1st Amendment advocate laments debate deficiency

1st Amendment advocate laments debate deficiency

1st Amendment advocate laments debate deficiency

A traditional values group says a library in California needs a refresher course on the U.S. Constitution.

Sophia Lorey, the California Family Council's outreach coordinator, recently participated in a Moms for Liberty (MFL) Yolo County event at a branch library in Davis, California. Addressing the topic of "fair and safe" sports for girls, she began her presentation by talking about what she looked forward to as a female athlete.

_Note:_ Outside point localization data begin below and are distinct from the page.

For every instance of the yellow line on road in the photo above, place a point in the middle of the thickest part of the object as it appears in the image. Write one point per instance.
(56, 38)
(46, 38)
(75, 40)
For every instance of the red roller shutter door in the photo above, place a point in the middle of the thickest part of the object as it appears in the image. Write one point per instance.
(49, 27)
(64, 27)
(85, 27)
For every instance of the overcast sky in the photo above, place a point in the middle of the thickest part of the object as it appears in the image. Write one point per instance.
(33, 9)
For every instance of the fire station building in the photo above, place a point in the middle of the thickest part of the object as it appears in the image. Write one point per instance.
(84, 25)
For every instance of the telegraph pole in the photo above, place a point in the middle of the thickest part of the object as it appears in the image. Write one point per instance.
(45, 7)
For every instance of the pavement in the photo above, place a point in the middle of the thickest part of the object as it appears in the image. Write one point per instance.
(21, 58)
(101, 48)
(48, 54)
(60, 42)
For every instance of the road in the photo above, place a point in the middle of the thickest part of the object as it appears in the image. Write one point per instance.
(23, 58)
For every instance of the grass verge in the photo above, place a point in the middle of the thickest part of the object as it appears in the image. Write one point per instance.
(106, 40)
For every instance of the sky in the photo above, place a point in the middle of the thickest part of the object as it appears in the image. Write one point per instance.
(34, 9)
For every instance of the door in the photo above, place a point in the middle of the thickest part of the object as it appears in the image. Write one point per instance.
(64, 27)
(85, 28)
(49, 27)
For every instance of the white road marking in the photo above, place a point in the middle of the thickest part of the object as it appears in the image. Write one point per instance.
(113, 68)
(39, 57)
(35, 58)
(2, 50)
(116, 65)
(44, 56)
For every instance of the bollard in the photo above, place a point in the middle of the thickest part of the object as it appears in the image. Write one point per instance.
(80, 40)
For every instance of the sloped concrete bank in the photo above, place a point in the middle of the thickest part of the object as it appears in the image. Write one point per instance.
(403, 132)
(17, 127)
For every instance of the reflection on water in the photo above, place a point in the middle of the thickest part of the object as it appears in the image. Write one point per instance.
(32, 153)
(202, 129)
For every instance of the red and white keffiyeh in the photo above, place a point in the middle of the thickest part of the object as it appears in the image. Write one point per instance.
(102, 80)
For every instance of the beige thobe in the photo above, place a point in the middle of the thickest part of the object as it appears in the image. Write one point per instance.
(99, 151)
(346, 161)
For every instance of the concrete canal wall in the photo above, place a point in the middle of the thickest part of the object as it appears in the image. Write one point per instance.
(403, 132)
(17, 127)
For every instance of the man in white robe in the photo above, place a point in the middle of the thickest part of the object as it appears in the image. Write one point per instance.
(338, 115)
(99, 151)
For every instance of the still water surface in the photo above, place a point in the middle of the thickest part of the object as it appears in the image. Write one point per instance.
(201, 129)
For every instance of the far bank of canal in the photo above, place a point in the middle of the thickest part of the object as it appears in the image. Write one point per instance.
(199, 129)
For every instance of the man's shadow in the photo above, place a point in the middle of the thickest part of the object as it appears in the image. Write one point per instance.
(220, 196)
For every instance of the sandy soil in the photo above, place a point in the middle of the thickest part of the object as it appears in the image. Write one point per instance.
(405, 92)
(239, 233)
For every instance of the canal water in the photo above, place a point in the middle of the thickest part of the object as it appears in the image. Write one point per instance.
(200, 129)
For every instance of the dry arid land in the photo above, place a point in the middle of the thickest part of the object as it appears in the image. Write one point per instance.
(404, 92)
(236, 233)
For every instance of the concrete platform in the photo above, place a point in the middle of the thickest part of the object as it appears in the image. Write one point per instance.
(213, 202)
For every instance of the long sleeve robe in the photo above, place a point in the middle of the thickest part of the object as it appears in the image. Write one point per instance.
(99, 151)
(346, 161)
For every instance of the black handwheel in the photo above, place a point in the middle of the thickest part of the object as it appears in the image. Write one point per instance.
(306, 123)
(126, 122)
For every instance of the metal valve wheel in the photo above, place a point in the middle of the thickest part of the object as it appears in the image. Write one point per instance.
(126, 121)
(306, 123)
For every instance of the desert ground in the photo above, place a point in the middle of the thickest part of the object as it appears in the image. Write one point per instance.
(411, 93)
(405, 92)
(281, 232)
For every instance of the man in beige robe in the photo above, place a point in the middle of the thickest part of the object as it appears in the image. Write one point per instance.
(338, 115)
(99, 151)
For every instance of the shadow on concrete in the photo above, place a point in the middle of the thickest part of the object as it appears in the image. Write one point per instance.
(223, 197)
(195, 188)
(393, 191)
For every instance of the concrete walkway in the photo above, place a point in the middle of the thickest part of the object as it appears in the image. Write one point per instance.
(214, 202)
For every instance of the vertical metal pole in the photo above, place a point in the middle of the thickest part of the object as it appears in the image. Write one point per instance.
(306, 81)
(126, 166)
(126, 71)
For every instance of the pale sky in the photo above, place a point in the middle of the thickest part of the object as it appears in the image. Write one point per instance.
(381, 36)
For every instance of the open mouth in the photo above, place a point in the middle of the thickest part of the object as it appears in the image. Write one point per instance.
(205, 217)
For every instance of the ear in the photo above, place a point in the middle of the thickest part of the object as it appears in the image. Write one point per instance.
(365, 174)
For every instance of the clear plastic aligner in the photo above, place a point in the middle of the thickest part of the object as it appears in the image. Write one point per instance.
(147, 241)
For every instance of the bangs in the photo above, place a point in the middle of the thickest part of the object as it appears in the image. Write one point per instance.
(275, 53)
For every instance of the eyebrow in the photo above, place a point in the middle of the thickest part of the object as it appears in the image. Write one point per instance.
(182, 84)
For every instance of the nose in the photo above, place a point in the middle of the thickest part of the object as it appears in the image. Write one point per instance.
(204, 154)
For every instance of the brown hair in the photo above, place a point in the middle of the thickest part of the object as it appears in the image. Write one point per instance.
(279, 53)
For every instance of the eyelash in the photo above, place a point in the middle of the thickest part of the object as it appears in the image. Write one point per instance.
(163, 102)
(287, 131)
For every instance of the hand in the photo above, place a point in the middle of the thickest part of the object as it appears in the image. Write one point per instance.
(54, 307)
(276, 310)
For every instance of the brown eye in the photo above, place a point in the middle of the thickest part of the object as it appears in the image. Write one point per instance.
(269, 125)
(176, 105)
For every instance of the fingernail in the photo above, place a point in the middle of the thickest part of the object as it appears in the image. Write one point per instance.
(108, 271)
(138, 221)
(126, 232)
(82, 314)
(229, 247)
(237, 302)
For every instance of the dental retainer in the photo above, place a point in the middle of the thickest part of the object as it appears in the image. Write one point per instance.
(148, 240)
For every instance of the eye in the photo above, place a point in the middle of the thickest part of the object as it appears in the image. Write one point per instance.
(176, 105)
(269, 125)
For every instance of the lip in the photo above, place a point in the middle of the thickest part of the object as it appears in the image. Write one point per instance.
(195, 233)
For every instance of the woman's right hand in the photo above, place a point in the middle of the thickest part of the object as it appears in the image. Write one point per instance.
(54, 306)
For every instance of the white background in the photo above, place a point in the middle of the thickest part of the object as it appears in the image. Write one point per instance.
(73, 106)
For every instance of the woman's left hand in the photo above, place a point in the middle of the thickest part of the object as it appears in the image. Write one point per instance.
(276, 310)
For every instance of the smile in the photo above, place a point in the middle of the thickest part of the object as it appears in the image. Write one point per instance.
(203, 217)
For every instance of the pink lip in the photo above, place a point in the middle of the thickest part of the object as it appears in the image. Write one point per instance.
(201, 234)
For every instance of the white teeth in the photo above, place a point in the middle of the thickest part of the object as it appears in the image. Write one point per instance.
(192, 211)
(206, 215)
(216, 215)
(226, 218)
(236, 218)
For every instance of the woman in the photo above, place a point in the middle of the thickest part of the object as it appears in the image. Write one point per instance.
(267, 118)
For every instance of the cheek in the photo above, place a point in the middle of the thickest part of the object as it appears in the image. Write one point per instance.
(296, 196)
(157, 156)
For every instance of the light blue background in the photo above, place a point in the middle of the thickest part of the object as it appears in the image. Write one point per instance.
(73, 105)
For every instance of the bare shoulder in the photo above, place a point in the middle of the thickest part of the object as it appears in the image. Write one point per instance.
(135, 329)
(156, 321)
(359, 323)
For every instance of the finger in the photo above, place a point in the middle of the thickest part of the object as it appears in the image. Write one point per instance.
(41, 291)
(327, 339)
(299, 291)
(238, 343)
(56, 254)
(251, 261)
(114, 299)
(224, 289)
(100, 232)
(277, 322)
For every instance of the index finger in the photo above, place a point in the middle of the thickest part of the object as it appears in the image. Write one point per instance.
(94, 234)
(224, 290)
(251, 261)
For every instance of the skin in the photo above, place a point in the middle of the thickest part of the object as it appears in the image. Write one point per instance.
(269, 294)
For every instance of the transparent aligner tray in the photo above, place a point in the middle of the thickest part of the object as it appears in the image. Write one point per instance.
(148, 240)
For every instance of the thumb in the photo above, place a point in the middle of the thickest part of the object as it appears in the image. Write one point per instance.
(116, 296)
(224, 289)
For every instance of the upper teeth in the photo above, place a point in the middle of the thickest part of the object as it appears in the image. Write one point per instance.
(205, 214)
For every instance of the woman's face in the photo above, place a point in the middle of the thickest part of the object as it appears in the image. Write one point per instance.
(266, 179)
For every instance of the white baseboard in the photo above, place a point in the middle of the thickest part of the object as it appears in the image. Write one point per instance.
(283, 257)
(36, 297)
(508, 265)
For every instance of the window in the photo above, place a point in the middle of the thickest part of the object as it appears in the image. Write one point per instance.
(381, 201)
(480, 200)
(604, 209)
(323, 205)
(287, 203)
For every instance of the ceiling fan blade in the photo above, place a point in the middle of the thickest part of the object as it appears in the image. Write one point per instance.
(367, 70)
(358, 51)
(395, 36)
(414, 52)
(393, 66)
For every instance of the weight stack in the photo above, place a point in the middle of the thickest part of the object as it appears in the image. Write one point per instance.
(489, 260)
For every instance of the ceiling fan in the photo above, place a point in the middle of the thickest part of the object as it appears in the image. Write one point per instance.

Lorey, Sophia (California Family Council) Lorey

"I don't believe girls nowadays have the same dreams and opportunities as I did because of men and boys in women's and girls' sports," she relays. "[I] was immediately shut down. The crowd got a little rowdy, and the librarian told me that that was misgendering men in sports and that I needed to leave the meeting."

But her message was based on the U.S. Constitution.

"We all have free speech," Lorey cites. "We have our First Amendment right, and that shouldn't be violated because we have different ideologies."

Considering that many problems can be solved through an honest exchange of ideas, she laments the fact that "people have lost the ability to debate."

"If we can't debate certain topics and principles and platforms, how do we have the ability to talk about legislation and talk about how to make this the safest and best place for children to grow up?" Lorey wonders.

At the end of the day, she submits that what America needs is more free speech, not less.